My problem with small-talk (well, one of them) is that I am so out of practice that nothing comes naturally, and when put on the spot my mind goes blank but I do often think of things I should have said later on. Today, for example, I went for a drink with some colleagues after work and one of them asked me if I had any plans for the weekend. Now I never really do, I just do whatever, I like being on my own and "having plans" usually involves other people. Obviously I didn't say any of that, just that I didn't have plans and I elaborated a little saying that now my regular venues have closed down I'm feeling a bit lost for things to do at the weekend. Anyway, that was the end of that conversation and it was only a fair while after that it struck me that the proper thing to do after I said my plans was to ask her what her plans were. Not only would that have elongated the conversation and maybe brought something up we could use to continue talking about, it would also have shown a reciprocal interest. As it was it ended up quite a one-sided and selfish exchange whereas I could have shown her that I was also interested in what she had to say and what she was doing.

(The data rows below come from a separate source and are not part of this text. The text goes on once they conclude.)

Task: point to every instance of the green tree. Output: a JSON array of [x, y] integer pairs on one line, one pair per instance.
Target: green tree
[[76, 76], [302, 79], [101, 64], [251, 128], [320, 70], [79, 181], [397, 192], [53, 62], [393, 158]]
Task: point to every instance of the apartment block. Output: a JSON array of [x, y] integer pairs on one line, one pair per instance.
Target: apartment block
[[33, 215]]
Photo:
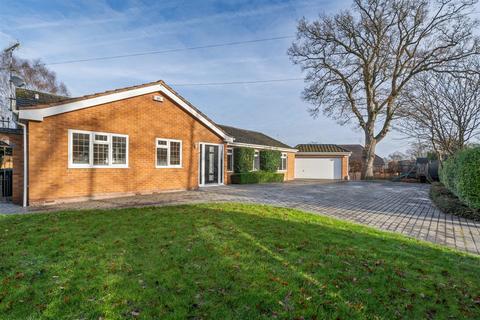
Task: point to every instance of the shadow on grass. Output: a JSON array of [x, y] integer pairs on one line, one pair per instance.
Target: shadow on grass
[[224, 261]]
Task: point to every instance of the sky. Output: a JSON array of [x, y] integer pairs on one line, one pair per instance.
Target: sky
[[56, 31]]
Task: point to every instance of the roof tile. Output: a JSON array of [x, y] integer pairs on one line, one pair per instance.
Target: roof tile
[[333, 148], [253, 137]]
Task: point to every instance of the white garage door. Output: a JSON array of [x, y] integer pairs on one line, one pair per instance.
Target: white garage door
[[318, 168]]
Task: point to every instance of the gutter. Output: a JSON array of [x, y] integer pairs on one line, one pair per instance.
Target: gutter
[[324, 153], [258, 146]]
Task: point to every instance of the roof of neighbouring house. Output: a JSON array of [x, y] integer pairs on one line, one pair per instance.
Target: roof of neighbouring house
[[323, 148], [357, 153], [253, 137], [28, 98]]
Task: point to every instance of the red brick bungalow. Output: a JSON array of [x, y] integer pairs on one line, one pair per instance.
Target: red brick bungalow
[[136, 140]]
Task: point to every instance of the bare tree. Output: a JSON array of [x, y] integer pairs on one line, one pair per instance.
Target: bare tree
[[442, 110], [35, 74], [358, 62]]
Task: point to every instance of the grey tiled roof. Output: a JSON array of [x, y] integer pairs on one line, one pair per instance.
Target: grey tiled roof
[[28, 98], [252, 137], [357, 154], [314, 147]]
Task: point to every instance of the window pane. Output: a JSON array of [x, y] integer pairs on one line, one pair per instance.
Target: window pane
[[80, 148], [119, 150], [175, 153], [162, 157], [100, 154], [101, 137]]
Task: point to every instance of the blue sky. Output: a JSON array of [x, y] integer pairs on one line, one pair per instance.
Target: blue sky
[[65, 30]]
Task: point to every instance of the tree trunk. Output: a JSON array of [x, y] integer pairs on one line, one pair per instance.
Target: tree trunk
[[368, 158]]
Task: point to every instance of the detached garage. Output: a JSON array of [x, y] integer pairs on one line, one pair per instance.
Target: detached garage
[[321, 161]]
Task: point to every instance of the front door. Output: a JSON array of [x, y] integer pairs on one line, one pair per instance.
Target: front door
[[211, 164]]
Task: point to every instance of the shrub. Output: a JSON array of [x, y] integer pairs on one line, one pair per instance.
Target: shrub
[[256, 177], [243, 159], [446, 201], [461, 175], [270, 160]]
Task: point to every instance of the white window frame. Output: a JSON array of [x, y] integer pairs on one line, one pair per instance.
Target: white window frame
[[256, 152], [168, 153], [284, 155], [92, 134], [230, 152]]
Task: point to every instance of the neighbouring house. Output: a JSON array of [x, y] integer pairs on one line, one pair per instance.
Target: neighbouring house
[[135, 140], [259, 141], [356, 160], [321, 161]]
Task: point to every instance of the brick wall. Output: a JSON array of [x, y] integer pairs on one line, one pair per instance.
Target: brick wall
[[143, 120], [15, 139]]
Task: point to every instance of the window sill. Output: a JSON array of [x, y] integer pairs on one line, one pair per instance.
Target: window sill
[[168, 167], [98, 167]]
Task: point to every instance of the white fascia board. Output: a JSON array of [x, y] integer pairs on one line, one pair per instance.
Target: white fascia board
[[39, 114], [257, 146], [324, 153]]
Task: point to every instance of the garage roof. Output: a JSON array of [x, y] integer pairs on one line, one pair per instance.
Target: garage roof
[[253, 137], [323, 148]]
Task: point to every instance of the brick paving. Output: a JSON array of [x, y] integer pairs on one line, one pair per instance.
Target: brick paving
[[398, 207]]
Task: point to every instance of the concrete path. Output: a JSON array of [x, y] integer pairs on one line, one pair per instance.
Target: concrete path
[[399, 207]]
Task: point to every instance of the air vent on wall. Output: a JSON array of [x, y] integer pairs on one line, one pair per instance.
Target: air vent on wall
[[158, 98]]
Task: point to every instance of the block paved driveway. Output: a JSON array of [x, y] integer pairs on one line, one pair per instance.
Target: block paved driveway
[[398, 207]]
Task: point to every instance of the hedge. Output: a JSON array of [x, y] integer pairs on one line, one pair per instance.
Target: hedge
[[461, 175], [270, 160], [256, 177], [243, 159]]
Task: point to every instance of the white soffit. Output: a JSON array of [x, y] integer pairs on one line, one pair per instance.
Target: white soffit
[[39, 114]]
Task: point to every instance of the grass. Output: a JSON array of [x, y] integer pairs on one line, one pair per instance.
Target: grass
[[224, 261], [449, 203]]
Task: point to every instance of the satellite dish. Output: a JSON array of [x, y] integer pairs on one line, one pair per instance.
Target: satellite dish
[[17, 81]]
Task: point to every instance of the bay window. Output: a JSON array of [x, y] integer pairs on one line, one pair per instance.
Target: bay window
[[169, 153], [88, 149]]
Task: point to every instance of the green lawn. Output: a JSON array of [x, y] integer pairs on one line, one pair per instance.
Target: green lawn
[[224, 261]]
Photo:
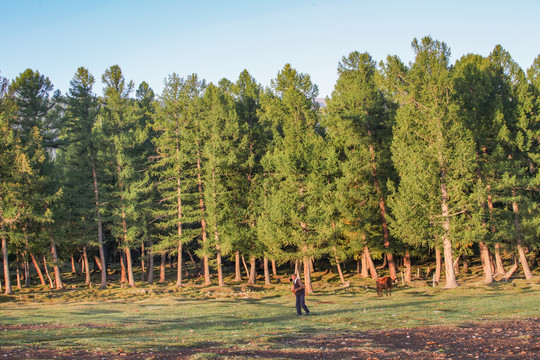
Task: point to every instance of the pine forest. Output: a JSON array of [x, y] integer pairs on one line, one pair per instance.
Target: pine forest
[[402, 163]]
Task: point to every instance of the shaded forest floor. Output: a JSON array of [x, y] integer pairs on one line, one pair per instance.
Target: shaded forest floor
[[474, 321]]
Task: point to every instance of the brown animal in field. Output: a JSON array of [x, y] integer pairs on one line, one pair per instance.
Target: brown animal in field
[[385, 283]]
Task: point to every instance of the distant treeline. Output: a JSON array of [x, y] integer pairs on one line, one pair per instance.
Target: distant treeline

Of course none of this is of any use hours later, is it? I'm going to have to get into the habit of directing people's questions back to them when I'm finished talking. To be honest I find it awkward and forced having to return the question as to me it seems that I'm only asking them because they asked me and not because it's a genuine interest. Maybe that's the biggest thing I have to get over? Although it seems forced to me, to NTs it's perfectly normal and natural behaviour.